Photo Stylistic Brush: Robust Style Transfer via Superpixel-Based Bipartite Graph
Fig. 1. The flowchart of SuperBIG algorithms.
Abstract
In this paper, we propose a photo stylistic brush, an automatic robust style transfer approach based on Superpixel-based BIpartite Graph (SuperBIG). A two-step bipartite graph algorithm with different granularity levels is employed to aggregate pixels into superpixels and find their correspondences. In the first step, with the extracted hierarchical features, a bipartite graph is constructed to describe the content similarity for pixel partition to produce superpixels. In the second step, superpixels in the input/reference image are rematched to form a new superpixel-based bipartite graph, and superpixel-level correspondences are generated by a bipartite matching. Finally, the refined correspondence guides SuperBIG to perform the transformation in a decorrelated color space.
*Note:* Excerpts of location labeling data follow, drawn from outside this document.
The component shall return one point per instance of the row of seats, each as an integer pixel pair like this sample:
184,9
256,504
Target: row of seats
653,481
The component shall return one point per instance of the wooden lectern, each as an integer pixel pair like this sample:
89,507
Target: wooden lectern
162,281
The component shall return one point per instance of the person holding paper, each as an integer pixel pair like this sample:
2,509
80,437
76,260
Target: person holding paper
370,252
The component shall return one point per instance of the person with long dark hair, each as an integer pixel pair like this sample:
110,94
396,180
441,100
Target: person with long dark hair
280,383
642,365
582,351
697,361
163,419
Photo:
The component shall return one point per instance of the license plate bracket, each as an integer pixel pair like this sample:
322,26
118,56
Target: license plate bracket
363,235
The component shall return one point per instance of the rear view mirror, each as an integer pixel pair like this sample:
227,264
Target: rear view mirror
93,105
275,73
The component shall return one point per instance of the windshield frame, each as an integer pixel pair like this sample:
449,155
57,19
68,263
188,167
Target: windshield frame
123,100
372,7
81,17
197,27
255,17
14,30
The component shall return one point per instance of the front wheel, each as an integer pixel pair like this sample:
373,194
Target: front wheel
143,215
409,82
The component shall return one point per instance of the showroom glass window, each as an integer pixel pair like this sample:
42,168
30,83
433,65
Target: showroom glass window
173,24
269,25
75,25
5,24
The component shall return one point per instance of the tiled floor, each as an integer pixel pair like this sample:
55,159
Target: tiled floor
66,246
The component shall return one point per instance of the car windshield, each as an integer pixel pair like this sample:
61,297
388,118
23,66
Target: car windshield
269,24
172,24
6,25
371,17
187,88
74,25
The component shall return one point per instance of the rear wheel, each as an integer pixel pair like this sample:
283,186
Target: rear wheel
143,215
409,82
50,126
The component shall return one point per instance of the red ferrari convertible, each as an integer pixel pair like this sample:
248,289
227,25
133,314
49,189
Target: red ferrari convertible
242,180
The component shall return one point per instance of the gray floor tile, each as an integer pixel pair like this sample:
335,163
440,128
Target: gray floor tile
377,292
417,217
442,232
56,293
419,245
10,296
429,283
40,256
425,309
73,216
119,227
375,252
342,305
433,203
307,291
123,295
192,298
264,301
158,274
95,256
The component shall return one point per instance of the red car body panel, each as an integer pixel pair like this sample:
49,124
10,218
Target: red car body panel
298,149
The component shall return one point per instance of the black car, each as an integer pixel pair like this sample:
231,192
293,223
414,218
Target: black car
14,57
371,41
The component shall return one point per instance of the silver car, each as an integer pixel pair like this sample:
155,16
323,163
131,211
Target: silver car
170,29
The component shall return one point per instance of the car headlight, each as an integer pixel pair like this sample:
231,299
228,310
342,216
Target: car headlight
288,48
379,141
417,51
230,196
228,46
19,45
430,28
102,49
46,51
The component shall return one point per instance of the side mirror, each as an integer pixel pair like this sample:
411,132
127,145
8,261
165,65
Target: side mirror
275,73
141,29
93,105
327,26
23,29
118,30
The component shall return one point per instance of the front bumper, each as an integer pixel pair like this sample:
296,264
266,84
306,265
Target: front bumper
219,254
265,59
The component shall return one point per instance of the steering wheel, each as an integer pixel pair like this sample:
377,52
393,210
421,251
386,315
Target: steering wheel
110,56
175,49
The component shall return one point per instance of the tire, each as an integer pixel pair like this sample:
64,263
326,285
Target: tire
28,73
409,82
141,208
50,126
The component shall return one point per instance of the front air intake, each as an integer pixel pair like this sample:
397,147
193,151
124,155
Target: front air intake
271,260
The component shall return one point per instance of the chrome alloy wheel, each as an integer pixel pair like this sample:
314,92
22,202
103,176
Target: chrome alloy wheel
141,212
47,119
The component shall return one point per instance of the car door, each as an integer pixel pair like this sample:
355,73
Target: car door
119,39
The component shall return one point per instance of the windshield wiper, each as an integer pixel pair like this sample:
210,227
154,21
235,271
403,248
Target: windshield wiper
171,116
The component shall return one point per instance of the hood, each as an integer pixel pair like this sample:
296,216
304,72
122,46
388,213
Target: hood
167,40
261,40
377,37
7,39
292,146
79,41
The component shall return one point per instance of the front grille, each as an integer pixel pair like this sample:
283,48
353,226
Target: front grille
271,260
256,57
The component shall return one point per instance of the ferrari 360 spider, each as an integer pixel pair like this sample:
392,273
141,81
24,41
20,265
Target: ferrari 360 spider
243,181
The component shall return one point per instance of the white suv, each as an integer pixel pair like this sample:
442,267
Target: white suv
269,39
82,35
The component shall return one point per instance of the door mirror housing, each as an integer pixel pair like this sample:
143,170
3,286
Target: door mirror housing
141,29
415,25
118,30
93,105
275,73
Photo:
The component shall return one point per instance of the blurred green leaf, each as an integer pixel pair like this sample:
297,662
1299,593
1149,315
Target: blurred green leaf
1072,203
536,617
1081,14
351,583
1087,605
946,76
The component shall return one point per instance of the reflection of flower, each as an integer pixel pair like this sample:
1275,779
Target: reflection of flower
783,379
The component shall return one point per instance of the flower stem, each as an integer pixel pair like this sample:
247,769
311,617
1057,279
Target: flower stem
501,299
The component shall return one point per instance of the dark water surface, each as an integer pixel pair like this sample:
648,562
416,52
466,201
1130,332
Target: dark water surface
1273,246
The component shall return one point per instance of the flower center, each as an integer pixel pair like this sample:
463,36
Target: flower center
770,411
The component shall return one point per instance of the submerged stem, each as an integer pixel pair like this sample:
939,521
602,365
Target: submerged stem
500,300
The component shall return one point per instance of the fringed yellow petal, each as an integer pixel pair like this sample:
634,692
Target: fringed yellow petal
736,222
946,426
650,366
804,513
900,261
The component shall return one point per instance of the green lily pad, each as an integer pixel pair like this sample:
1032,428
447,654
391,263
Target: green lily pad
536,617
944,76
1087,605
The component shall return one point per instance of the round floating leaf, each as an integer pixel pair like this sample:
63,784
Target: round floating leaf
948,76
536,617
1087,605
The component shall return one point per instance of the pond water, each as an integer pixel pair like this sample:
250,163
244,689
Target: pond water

Extensive experimental results demonstrate the effectiveness and robustness of the proposed method for transferring various styles of exemplar images, even for some challenging cases, such as night images.
Results
We conducted both qualitative and quantitative evaluations on our method, comparing it with L [1], Harmonization [2], Landmark [3], Image Morphing [4], NeutralArt [5], SuperMatch [6] and Data-driven [7]. SuperBIG is our method.
Fig. 2. Visual comparisons of style transfer among different algorithms.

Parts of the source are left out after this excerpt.